Elasticsearch is a powerful search engine and database that is often used in web development to provide fast and accurate search results. It is built on top of the Apache Lucene library, and is known for its ability to handle large volumes of data and provide fast search performance.

In Magento 2, Elasticsearch is used as the default search engine for the e-commerce platform. It provides advanced search capabilities, including full-text search, faceted search, and geospatial search, and can be easily integrated into Magento 2 using the Elasticsearch module.

One of the main benefits of using Elasticsearch in Magento 2 is its ability to handle large volumes of data efficiently. This is especially important for e-commerce websites, which often have large catalogs of products and need to provide fast and accurate search results to customers. Elasticsearch also offers powerful features like faceted search and geospatial search, which can be useful for e-commerce websites that need to provide customers with advanced search options.
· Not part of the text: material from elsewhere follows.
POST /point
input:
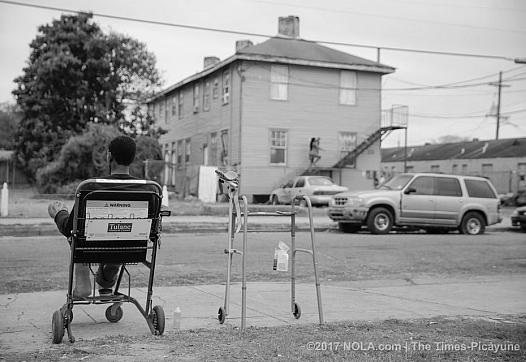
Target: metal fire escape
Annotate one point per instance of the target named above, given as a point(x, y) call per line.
point(392, 119)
How does Magento store index data?

Can I retrieve ElasticSearch index data?

How do I debug ElasticSearch data?

How do I read product data from ElasticSearch in Magento2?

Magento uses Elasticsearch to store index data, which is used to power the search function on the e-commerce system. If the indexed data is incorrect, it can cause problems with the display of products in the frontend, such as missing or incorrect information being shown. This can be especially frustrating for customers and can negatively impact their shopping experience.
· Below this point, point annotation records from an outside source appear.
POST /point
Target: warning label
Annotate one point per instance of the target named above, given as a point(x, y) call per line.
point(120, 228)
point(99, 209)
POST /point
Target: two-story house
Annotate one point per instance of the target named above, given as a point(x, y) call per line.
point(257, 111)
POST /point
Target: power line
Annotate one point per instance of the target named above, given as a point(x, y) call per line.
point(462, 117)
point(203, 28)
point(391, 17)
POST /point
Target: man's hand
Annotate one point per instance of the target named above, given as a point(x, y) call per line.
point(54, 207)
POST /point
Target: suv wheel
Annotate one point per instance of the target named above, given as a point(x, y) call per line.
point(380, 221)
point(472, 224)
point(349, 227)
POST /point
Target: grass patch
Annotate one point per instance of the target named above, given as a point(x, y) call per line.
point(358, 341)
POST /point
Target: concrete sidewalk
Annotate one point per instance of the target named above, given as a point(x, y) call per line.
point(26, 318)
One common reason for indexed data to be incorrect is when new product attributes are added to the website. If these attributes are not properly indexed, they may not be included in the search results, leading to incomplete or inaccurate search results. In this case, it can be difficult to pinpoint the cause of the problem without properly analyzing the indexed data and the search function itself. This process of troubleshooting and identifying the root cause of an issue pretty much amounts to “guesswork.”

Why is my product not visible in Magento2?

Why is my product not visible in the category?

Why is my new Magento2 product attribute not visible?

However, it is easy to read or delete the indexed data from the ElasticSearch instance. With some simple curl requests on the command line you can query the indexed data.

Note: If authentication is required on the ElasicSearch server, then I recommend the following. link: https://www.elastic.co/guide/en/elasticsearch/reference/current/http-clients.html. This explains how to log in to the ElasticSearch server via curl.

The command

curl localhost:9200/_cat/indices?v

first lists all known indexes stored in ElasticSearch. In the example we assume that the ElasticSearch instance is running locally. In a docker setup, instead of “localhost”, we would use e.g. the docker hostname “elasticsearch”.

The command produces output like this:

yellow open magento_en_thesaurus_20220708_071129 SkZIa-TITaCAHf1s2Re2cg 1 2 0 0 226b 226b
green open .geoip_databases jZnTTcWtR7SdcP_GVwLKNg 1 0 40 40 37.9mb 37.9mb
yellow open magento_en_catalog_category_20220708_071123 nA_GCdhsR4SeFSlG0qUoAw 1 2 121 0 1mb 1mb
yellow open magento_en_catalog_product_20220708_071115 wOBOlZKvRFSZhsfZ8FE0qw 1 2 106 0 130kb 130kb

From this list we can read the index names. Depending on where you think the problem is you have to look at either category (“catalog_category”) or product (“catalog_product”) data. We’re debugging the search functionality, so we’re looking at the category data.

With the following call we can read the data of a specific product from this index based on the SKU. The SKU is passed as a parameter of the “query” (in the example below “123456789”).

curl -XPOST -H 'Content-Type: application/json' localhost:9200/magento_en_catalog_category_20220708_071123/_search?pretty=true -d'
{
    "query": {
        "query_string": {
            "query": "123456789"
        }
    }
}'

Now, you see all the data Elasticsearch uses for category display and search. You can check if the data is complete. If it’s not, you found your problem. If everything is there, you probably have a problem with some custom code in the webshop.

How do I reset the index?

You can re-create the indexes by calling

bin/magento indexer:reindex

on the command line. Strangely, that did not always solve my problems. In that case it’s necessary to go “nucular” on the index.

Getting rid of an index can be done via curl as well. The following command tells ElasticSearch to delete all indexes:

curl -XDELETE localhost:9200/*

After that you need to do

bin/magento indexer:reindex

and now all the data should be there.